IWI / HAPU AFFILIATIONS
Hori Ngakapa had a distinguished start in life as a Ngati
Whanaunga leader. In 1851, he was one of several rangatira who
paddled from Hauraki to Auckland on their tribal waka taua
or war canoes Ahi-motu-kura and Hurawhenua; landing at Waipapa or
present day Mechanic's Bay.1The wrong they wanted put right was
the inappropriate treatment by Pākehā of Hoera, a Hauraki
rangatira. After making their presence known, they left Auckland
without spilling a drop of Pākehā or Māori blood.
In a newspaper account published in 1865 over 1200 Māori from
the confederation of Hauraki tribes and some Ngati Porou gathered
in Thames to discuss matters of war and peace between Māori and
Pākehā. They decided that they would not leave Thames to fight
against Pākehā but if troops came into Thames they would fight
them. To demonstrate his commitment to peace Ngakapa gave James
MacKay2 a dogskin cloak given
Tamihana by Wi Tako Ngātata for Potatau Te Wherowhero to wear
as the first Māori King. Ngakapa was gifted the cloak from the whanau of
Wetine Taiporotu of Tainui, who Ngakapa assisted during a conflict.

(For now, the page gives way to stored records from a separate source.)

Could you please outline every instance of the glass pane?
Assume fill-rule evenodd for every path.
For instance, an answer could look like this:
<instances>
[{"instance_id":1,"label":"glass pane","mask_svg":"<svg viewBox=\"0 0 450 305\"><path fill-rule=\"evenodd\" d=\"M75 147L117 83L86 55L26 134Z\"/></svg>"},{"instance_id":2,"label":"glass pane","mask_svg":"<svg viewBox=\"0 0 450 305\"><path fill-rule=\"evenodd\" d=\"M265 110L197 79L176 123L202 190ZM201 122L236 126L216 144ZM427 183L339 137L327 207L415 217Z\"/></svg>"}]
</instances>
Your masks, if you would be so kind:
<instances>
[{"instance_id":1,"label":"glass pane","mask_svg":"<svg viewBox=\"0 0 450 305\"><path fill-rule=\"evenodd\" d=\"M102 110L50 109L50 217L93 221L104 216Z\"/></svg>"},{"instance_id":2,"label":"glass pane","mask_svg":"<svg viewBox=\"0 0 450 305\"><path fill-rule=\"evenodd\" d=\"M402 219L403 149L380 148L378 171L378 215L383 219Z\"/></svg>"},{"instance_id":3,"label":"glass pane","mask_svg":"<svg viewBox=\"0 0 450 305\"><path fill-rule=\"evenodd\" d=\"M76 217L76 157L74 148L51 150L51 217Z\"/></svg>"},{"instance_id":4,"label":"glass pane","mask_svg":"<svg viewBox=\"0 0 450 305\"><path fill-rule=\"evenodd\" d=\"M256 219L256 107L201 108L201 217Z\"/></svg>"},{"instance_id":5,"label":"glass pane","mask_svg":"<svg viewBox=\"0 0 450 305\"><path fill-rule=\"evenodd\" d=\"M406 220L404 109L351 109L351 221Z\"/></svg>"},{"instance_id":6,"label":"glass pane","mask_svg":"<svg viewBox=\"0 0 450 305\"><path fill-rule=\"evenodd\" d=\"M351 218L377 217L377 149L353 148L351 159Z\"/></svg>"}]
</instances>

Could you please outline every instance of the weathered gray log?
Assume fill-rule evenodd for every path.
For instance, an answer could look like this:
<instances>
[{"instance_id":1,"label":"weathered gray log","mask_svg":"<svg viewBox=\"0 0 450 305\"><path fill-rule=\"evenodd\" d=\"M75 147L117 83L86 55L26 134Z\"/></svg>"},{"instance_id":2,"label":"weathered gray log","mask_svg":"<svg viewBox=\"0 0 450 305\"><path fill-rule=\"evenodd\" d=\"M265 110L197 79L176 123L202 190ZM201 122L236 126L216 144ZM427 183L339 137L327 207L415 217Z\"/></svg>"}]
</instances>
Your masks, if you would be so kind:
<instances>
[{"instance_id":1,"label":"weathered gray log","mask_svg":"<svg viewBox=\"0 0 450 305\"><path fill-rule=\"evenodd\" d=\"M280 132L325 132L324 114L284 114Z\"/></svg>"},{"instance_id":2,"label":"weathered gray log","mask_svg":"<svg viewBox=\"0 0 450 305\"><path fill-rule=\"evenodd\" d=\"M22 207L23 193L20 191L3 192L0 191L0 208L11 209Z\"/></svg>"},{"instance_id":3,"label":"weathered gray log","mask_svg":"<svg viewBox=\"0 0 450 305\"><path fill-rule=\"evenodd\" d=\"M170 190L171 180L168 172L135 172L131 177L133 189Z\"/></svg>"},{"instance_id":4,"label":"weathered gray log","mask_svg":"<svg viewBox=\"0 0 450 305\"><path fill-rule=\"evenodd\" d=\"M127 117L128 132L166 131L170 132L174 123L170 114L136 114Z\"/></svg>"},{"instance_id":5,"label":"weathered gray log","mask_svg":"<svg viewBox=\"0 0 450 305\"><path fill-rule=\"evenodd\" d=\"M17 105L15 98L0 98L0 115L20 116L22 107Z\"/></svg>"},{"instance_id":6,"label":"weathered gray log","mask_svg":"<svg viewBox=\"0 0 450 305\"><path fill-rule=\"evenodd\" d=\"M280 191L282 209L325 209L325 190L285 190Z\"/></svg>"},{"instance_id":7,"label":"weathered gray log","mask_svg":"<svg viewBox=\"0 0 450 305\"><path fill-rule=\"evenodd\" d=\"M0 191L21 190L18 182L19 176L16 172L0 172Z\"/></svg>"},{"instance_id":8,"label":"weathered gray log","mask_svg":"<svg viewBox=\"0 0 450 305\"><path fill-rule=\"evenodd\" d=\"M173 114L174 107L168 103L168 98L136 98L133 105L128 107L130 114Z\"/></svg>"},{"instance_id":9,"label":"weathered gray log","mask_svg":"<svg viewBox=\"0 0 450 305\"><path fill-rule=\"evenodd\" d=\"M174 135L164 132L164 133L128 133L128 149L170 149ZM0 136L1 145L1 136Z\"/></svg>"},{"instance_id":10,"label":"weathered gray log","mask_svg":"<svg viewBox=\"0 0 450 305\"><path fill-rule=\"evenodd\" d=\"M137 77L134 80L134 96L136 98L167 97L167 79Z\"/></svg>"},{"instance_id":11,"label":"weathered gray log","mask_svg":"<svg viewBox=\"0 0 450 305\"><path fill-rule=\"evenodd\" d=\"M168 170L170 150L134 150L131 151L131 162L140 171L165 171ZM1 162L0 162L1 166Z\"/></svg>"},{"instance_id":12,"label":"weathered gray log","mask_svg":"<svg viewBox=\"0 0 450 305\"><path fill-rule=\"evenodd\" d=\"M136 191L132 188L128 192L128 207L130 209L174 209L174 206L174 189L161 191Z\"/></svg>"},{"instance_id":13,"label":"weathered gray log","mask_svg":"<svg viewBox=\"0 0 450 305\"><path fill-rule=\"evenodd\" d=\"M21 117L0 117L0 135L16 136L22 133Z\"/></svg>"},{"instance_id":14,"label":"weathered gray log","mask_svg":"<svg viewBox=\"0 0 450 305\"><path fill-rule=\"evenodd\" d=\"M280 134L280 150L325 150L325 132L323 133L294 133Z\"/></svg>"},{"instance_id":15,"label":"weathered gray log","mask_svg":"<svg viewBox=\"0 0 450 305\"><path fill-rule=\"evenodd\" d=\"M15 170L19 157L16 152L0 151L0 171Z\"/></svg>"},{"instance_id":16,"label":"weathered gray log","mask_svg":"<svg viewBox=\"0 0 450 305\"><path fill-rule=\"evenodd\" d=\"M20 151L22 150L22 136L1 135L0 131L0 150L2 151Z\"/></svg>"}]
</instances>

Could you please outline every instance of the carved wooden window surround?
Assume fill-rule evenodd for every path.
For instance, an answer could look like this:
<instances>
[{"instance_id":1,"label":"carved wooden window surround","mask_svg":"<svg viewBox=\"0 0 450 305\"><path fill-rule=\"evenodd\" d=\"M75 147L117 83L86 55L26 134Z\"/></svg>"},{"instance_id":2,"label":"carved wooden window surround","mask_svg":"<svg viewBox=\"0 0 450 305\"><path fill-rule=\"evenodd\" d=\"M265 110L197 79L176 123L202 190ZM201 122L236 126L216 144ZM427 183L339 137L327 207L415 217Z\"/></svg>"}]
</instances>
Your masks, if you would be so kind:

The present whereabouts of the cloak is not known.3
Hori Ngakapa Te Whanaunga and his wife, Hera Puna took part in
the fighting and siege of Orakau. Ngakapa was famous for going into
battle with his Tupara (double- barrelled gun) and his stone mere. On the
occasion of a skirmish at Drury, Ngakapa ran out of ammunition and
didn't have time to reload his gun. Hera stood in front of him as a
soldier took aim to kill him, providing Ngakapa enough time to
reload and protect Hera.
Lindauer painted this portrait of Hori Ngakapa in 1878.